COULD you be heir to a small fortune? These are all of the unclaimed estates which are currently listed in the North East. 

From property and money to even unclaimed personal possessions, you could be entitled to a share of a deceased relative's property.

That's because when someone dies with no will or known family, their property and assets - unclaimed estates - is passed over to the Crown as ownerless property.

A list is then published by the Government and routinely updated to help people who are entitled to come forward and make their claim. 

There are hundreds of estates of people who were either born or died across County Durham, Darlington, Teesside, North Yorkshire and the rest of the region.

So we've looked through latest records, which are publicly available, to bring you the most up to date list in our region.

Due to the way the data is recorded, some adresses may fall under historic counties.


Claims will be accepted within, generally, 12 years from the date the administration of the estate was completed and interest will be paid on the money held.

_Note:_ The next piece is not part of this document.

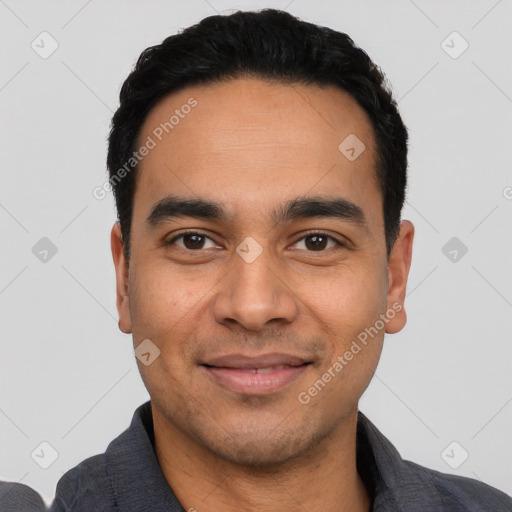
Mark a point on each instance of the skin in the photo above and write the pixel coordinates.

Who is entitled to claim an estate?

If someone dies without leaving a valid or effective will (intestate) the following are entitled to the estate in the order shown below:

- husband, wife or civil partner

- children, grandchildren, great grandchildren and so on

- mother or father

- brothers or sisters who share both the same mother and father, or their children (nieces and nephews)

- half brothers or sisters or their children (nieces and nephews of the half blood or their children). ‘Half ’ means they share only one parent with the deceased

- grandparents

- uncles and aunts or their children (first cousins or their descendants)

- half uncles and aunts or their children (first cousins of the half blood or their children). ‘Half’ means they only share one grandparent with the deceased, not both

If you are, for example, a first cousin of the deceased, you would only be entitled to share in the estate if there are no relatives above you in the order of entitlement, for example, a niece or nephew.